Abstract
Objectives
An important step in preparing data for statistical analysis is outlier detection and removal, yet no gold standard exists in current literature. The objective of this study is to identify the ideal decision test using the National Health and Nutrition Examination Survey (NHANES) 2017–2018 dietary data.
Methods
We conducted a secondary analysis of NHANES 24-h dietary recalls, considering the survey's multi-stage cluster design. Six outlier detection and removal strategies were assessed by evaluating the decision tests' impact on the Pearson's correlation coefficient among macronutrients. Furthermore, we assessed changes in the effect size estimates based on pre-defined sample sizes. The data were collected as part of the 2017–2018 24-h dietary recall among adult participants (N=4,893).
Results
Effect estimate changes for macronutrients varied from 6.5 % for protein to 39.3 % for alcohol across all decision tests. The largest proportion of outliers removed was 4.0 % in the large sample size, for the decision test, >2 standard deviations from the mean.
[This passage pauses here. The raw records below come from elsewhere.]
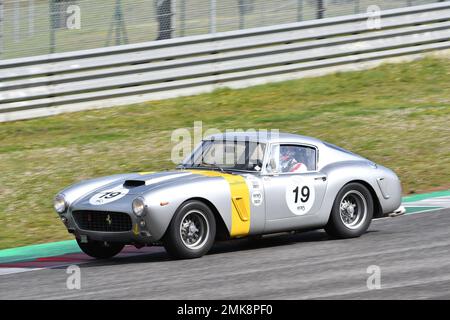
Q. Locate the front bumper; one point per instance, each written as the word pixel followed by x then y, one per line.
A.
pixel 139 232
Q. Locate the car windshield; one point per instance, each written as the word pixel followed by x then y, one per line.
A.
pixel 227 155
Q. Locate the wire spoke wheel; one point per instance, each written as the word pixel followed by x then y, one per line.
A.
pixel 194 229
pixel 353 209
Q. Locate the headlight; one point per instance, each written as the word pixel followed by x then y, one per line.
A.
pixel 60 203
pixel 138 206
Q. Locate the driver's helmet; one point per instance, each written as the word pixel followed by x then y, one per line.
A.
pixel 288 160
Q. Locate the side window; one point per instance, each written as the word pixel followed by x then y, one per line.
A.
pixel 287 158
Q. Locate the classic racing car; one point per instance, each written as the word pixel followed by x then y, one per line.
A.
pixel 233 185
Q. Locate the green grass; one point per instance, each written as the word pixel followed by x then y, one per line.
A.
pixel 397 115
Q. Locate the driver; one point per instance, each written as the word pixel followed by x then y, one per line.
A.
pixel 288 160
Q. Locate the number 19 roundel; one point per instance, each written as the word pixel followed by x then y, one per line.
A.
pixel 300 195
pixel 107 196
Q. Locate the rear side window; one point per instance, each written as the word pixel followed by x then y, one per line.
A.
pixel 287 158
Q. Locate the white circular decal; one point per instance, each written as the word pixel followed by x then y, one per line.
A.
pixel 300 195
pixel 257 197
pixel 108 196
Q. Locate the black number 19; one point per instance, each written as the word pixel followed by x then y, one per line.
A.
pixel 304 193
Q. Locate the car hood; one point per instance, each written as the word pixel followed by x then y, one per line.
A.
pixel 132 185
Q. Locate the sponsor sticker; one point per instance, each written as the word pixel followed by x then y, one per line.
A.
pixel 300 195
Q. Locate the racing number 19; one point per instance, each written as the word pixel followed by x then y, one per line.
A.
pixel 304 194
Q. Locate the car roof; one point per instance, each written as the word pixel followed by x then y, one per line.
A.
pixel 265 137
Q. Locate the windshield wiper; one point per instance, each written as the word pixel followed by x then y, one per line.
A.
pixel 203 163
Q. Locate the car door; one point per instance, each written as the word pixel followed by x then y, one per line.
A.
pixel 293 196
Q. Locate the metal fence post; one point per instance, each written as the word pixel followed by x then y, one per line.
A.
pixel 1 28
pixel 212 16
pixel 30 17
pixel 182 17
pixel 320 9
pixel 52 26
pixel 357 6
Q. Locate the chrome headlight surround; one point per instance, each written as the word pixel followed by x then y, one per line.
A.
pixel 60 204
pixel 138 206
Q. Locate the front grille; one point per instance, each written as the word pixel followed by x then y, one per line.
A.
pixel 102 221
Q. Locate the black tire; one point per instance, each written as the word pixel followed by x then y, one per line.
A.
pixel 100 249
pixel 340 224
pixel 181 241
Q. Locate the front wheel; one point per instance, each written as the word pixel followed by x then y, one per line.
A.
pixel 191 232
pixel 351 213
pixel 100 249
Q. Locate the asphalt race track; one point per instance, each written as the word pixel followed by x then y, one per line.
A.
pixel 412 251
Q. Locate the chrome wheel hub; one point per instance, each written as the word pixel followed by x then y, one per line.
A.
pixel 194 229
pixel 353 209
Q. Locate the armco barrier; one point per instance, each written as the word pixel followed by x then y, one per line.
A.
pixel 71 81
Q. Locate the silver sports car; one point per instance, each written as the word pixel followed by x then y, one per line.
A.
pixel 231 186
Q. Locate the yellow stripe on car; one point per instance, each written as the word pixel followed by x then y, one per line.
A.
pixel 240 201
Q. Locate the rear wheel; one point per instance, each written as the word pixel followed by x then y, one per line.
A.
pixel 100 249
pixel 191 232
pixel 351 213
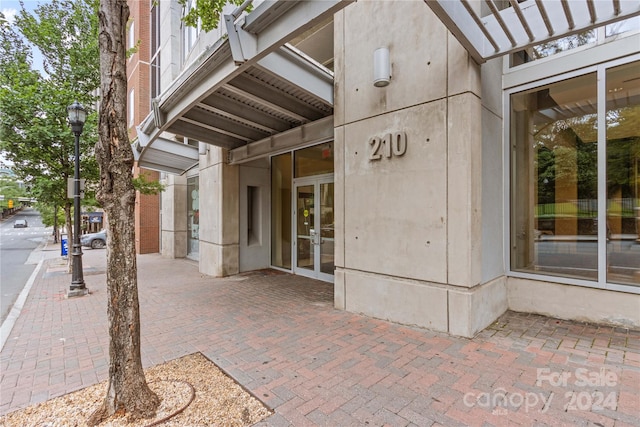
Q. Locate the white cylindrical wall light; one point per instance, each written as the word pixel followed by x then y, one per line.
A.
pixel 381 67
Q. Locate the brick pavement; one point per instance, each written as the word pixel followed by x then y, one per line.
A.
pixel 279 336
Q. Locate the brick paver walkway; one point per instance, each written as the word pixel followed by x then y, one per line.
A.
pixel 279 336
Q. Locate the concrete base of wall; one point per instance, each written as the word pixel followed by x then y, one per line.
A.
pixel 574 302
pixel 454 310
pixel 219 260
pixel 174 244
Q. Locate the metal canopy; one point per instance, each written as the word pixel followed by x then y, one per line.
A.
pixel 247 87
pixel 488 32
pixel 165 155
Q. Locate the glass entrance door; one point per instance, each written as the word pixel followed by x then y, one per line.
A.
pixel 314 227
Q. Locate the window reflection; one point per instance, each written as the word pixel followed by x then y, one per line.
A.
pixel 554 184
pixel 623 174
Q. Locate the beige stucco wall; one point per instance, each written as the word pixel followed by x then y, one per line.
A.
pixel 174 217
pixel 410 227
pixel 219 218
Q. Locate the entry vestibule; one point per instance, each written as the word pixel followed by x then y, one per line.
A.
pixel 302 211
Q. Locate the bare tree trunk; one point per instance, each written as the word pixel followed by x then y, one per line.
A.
pixel 128 391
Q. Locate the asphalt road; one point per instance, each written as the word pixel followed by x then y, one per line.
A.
pixel 15 246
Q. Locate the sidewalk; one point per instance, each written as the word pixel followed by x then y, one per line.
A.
pixel 280 337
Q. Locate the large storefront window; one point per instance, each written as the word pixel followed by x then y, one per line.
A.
pixel 193 217
pixel 623 174
pixel 559 171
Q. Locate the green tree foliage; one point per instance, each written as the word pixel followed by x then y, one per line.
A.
pixel 34 132
pixel 11 189
pixel 206 12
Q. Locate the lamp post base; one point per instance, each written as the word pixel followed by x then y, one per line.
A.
pixel 80 292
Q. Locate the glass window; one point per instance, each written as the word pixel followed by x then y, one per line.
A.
pixel 193 217
pixel 554 178
pixel 132 35
pixel 155 51
pixel 132 107
pixel 623 174
pixel 281 182
pixel 554 195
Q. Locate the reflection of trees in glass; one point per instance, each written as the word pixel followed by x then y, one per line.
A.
pixel 564 158
pixel 623 151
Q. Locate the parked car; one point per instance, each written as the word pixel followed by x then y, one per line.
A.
pixel 20 223
pixel 94 240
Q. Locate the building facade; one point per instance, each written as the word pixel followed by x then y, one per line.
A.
pixel 433 181
pixel 139 41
The smallest sample size, particularly for alcohol analysis, was most affected by the six decision tests when compared to no decision test.
Conclusions
This study, the first to use 2017–2018 NHANES dietary data for outlier evaluation, emphasizes the importance of selecting an appropriate decision test considering factors such as statistical power, sample size, normality assumptions, the proportion of data removed, effect estimate changes, and the consistency of estimates across sample sizes. We recommend the use of non-parametric tests for non-normally distributed variables of interest.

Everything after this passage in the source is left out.